How I replayed our full nodes in 18-19 hours instead of 2.5 days

in #steem6 years ago (edited)

With the recent update to steemd version 19.3, I had to do a lot of full node replaying, which can take anywhere from 1-30 days depending on the hardware and plugins enabled.

The full nodes I manage typically take somewhere between 2-3 days to fully replay with account history and all other plugins. The hardware isn't cheap either, it is about the best you can get without building your own configuration and self-hosting.

Full Node Configuration

AMD EPYC 24 Core CPU
512GB Ram
2x 960GB NVMe Gen 3 Data Center Drives
1Gbit/s Internet

This means anything that causes a replay is extremely time consuming and frustrating to resolve. Luckily we have two similar servers in a cluster when one fails I can easily remove it and replay it while the other picks up the load. If both have to be upgraded, they can be staggered and upgraded one at a time without downtime.

In the case of the recent emergency patch, both full nodes had to be replayed and this causes a lot of difficulties when trying to maintain service but also patch quickly. Not only do both nodes have to be updated quickly, most public full nodes are doing the same thing at the same time. A common practice with full nodes is to redirect queries to another node during a replay, this maintains service while allowing you to pull your node out of use. This is effective during failure or when you have other nodes you maintain, but when all full nodes are patching at the same time, this becomes ineffective.

During this wave of replays, I tested two new tricks that dramatically sped up my replay times and allowed me to patch and bring all four full nodes I maintain online much quicker than normal.

Follow Feed Calculation

The first is a trick I picked up from @gtg (thanks!) and it involves specifying a start time for steemd to start populating follow plugin feeds.
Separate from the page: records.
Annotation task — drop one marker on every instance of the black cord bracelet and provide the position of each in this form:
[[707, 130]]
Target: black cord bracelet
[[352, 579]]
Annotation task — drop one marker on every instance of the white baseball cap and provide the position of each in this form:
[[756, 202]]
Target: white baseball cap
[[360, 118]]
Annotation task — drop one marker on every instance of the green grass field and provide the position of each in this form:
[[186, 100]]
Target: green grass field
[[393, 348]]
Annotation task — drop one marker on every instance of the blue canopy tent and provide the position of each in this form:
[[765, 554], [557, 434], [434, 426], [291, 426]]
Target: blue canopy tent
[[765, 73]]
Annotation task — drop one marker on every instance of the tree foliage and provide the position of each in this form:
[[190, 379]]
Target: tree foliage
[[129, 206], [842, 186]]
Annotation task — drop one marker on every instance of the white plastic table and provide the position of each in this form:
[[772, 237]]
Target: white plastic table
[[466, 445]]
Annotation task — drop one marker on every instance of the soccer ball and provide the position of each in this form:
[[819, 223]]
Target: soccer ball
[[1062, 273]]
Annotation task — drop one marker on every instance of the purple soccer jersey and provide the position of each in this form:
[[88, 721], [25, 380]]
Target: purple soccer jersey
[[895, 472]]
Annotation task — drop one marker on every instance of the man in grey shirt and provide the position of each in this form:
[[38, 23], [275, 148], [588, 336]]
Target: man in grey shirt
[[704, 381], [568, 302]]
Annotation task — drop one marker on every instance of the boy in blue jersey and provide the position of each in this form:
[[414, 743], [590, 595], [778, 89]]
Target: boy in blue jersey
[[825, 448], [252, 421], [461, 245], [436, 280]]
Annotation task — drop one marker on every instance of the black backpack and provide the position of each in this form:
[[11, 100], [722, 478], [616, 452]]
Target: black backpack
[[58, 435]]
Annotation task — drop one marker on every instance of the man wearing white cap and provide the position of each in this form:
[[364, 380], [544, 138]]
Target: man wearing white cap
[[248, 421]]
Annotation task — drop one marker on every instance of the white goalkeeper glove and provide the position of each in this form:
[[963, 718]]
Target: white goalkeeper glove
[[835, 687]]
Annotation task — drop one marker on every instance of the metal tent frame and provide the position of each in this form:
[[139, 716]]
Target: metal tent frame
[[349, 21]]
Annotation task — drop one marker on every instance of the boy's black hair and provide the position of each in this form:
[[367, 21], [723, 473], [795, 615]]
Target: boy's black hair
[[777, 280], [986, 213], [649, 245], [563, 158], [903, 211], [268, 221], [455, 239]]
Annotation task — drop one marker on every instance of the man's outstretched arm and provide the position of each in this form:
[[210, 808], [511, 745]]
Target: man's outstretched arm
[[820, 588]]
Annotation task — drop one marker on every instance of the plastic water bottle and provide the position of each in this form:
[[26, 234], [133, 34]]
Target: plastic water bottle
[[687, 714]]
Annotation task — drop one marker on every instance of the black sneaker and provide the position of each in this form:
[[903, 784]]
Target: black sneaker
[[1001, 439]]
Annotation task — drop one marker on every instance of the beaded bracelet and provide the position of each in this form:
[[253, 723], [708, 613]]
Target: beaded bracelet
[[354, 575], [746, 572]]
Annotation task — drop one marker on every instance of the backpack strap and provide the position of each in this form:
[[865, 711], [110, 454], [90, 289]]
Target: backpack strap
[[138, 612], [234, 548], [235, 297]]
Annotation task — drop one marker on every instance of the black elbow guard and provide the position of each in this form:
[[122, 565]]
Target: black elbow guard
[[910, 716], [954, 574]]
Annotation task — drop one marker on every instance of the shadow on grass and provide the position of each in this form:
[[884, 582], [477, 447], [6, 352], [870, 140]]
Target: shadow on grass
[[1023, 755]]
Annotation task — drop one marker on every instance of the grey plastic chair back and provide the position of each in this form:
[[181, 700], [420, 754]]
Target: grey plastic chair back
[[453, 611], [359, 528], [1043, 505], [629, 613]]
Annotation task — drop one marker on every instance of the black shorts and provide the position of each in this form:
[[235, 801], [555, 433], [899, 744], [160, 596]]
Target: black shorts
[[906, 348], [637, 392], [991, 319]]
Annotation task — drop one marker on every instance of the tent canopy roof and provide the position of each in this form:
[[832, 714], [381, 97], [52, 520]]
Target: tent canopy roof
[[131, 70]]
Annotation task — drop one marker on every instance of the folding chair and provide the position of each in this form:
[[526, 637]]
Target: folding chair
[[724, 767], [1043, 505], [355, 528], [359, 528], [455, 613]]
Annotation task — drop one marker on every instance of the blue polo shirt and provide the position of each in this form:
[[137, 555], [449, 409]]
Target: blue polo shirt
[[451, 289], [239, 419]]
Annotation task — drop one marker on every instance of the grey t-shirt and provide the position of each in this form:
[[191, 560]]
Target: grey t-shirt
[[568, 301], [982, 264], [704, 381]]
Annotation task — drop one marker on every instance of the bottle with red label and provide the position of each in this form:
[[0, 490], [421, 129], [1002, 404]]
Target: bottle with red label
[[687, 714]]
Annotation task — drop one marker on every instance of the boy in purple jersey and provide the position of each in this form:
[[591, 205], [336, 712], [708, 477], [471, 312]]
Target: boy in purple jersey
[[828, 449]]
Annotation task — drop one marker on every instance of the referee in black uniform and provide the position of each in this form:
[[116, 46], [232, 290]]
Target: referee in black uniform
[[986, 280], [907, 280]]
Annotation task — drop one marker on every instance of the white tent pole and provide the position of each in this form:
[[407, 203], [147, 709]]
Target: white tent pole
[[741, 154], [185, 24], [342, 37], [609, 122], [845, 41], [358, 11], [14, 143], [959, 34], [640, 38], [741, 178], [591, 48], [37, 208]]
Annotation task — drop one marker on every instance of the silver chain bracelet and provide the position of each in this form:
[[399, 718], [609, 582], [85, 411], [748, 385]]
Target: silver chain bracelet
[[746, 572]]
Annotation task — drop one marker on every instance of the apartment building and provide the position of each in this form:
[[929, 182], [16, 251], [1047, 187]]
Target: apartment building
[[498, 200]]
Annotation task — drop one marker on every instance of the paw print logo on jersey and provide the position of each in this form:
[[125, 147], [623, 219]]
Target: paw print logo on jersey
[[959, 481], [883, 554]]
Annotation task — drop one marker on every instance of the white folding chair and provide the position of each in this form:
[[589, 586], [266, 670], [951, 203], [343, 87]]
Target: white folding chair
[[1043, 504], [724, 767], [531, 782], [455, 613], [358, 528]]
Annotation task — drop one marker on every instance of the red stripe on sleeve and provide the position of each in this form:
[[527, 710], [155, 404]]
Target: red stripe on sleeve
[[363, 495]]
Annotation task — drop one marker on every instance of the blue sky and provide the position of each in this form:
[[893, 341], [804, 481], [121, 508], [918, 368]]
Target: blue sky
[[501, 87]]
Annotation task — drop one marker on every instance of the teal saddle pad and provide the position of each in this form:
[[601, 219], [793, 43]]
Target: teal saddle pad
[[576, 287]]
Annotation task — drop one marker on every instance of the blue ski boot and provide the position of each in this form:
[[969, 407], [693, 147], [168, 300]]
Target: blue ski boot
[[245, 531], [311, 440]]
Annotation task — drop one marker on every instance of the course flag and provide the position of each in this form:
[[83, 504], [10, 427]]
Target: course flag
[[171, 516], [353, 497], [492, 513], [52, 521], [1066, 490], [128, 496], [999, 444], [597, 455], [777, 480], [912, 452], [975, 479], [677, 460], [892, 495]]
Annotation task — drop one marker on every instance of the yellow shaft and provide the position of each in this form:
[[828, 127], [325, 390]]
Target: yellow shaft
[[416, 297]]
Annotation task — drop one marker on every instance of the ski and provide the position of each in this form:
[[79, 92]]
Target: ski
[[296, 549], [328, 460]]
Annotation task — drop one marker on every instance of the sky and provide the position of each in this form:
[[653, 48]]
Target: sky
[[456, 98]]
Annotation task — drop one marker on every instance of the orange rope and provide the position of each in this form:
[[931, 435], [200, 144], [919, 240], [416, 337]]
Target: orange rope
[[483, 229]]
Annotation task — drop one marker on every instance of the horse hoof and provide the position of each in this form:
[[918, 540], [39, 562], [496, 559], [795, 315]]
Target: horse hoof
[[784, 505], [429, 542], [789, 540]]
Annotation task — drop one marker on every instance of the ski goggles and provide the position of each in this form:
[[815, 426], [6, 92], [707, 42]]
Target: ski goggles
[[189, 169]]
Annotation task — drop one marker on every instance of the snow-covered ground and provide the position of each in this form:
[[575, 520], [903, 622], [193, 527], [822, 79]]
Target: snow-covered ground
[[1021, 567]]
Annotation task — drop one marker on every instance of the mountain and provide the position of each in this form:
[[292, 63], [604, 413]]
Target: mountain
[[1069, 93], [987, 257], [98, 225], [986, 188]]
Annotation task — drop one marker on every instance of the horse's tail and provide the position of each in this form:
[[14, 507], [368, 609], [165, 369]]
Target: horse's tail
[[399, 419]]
Follow feeds are primarily used by a condenser (front ends like steemit.com) and are not used by most services that use public full nodes.

In my case, upon replaying my nodes, I told steemd not to process feeds earlier than 7 days ago. This is done with the --follow-start-feeds= parameter to steemd. It takes a unixtime stamp as a parameter, which is easily calculated using UnixTimeStamp.com.

Example

~/bin/steemd -d data --replay-blockchain --follow-start-feeds=1524355200

Combined with the next suggestion, my replay times went from around 2.5 days to about 18-19 hours. While replays are still extremely painful, this is a huge improvement in recovery time from a node failure or patch that requires a replay. Every day that passes increases the potential replay time of a full node (including witness and seed nodes).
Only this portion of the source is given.